There was a coolness between them for the rest of the day. And yet it was on that night that their son was conceived.

    

Item

They were once invited to a wedding in the Jewish quarter. The guests spoke Ladino and Bulgarian both, mixed together. There was a klezmer brass orchestra, and Magdalena laughed with the music, and danced unrestrainedly with him, though she was exuberantly pregnant. She kissed him and said,
I hope our baby will be Jewish
.

   

Item

Faithful to her maternal tradition, Magdalena wanted to give their son a Georgian name. Before choosing, she called several names from the front door to see how they would sound when, in years to come, she summoned her boy from his play.

    

Item

Elizaveta loved Magdalena.
I never expected such a wonderful daughter-in-
law
, she said. Her own situation was gloomy, with no money and her
husband lost, and the life of the young couple gave her new joy. She came to the house with gifts she could ill afford, yodelling and prancing to delight her grandson.
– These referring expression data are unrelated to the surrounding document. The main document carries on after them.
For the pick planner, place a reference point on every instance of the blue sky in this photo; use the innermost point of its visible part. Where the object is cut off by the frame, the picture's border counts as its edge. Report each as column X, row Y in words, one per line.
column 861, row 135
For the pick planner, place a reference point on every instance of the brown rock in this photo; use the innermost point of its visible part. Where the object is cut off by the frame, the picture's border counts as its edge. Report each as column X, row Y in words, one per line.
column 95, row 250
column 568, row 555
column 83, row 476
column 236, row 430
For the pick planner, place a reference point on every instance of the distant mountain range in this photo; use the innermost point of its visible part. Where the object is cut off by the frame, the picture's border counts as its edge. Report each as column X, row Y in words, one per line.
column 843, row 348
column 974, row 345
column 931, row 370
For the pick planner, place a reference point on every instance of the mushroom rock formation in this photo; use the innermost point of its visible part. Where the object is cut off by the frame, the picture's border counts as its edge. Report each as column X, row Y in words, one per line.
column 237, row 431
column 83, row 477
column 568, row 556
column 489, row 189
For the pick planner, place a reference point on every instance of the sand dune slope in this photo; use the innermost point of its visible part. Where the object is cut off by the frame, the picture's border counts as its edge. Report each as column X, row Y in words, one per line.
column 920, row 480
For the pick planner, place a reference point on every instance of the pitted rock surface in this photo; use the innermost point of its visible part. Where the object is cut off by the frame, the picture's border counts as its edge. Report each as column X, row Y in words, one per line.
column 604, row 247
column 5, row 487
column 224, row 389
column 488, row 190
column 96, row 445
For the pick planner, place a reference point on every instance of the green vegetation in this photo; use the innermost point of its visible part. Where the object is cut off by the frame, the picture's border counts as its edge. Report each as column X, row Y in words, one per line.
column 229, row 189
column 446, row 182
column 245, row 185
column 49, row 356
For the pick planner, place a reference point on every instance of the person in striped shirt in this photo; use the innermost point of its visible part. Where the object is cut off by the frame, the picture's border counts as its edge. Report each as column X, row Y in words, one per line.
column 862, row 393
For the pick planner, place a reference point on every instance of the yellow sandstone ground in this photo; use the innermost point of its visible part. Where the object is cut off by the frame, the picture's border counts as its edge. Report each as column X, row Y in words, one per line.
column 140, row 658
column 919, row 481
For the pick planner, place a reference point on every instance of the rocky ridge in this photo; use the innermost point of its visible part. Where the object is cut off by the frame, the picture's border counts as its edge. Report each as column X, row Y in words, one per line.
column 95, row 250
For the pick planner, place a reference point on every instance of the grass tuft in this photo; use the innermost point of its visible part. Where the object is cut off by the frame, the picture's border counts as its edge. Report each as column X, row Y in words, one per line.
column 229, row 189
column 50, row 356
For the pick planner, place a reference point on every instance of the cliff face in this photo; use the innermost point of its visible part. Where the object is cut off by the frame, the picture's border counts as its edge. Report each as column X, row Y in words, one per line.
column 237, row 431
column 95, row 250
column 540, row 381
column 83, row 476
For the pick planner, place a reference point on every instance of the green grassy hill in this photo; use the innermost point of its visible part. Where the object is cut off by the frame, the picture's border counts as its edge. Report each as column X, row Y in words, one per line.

Early one sunny morning, when she was drinking tea with Magdalena, Ulrich came back from a walk with his son, and announced, ‘Birds don’t fly away from a man holding a baby!’ and the two women burst into laughter at the expression of awe upon his face.

    

Item

An upright piano was brought into the house for Magdalena to continue her practice. Nothing gave Ulrich greater happiness than to sit behind her after dinner and request his favourite pieces, one after another.

    

As the months drew on, Magdalena ceased to find romance in their meagre situation, and she and Ulrich were led more and more frequently into arguments.

‘When are you going to leave Ivan Stefanov and his leather company? It was supposed to be temporary, and now it’s been years. And you’re still earning the same as when you began.’

‘Think of Einstein. While he was doing his routine job in the Swiss Patent Office he managed to come up with his greatest theories. Perhaps something like that will come to me!’

He smiled bashfully, and she
tutted
with exasperation.

‘You’re no Einstein! And you have a wife and a son to take care of.’

At social gatherings he asked his acquaintances whether they knew of any jobs that would pay well. But his enquiries lacked conviction, and led to nothing. He said to Magdalena,

‘Perhaps I could set up a little chemistry laboratory here. Investigate some compounds in the evenings. Your father made some money that way.’

She said,

‘Ulrich! Face up to reality! Sometimes I wonder if you know what the word means.’

He looked at her strangely, and exclaimed,

‘What is reality? Is it this?’ – and he banged the table excessively, then the wall – ‘is it this?’

She waited, impassive before his transport, and he said,

‘Did your brother believe in
reality
? Didn’t he spend his whole time thinking about how to overthrow it?’

‘I am not my brother, Ulrich.’

One day, Ulrich arrived home with an old desk that had been discarded from the office. A colleague helped him cart it, and they carried it to the back of the house.

‘This will be my workbench!’ he announced happily to Magdalena.

‘It’s filthy,’ she said.

‘I’ll clean it. Don’t worry.’

‘There isn’t much room here. How much more junk will you bring?’

He sighed gravely.

‘Please, Magda. I need to do this.’

‘I don’t know what’s happening to the man I married.’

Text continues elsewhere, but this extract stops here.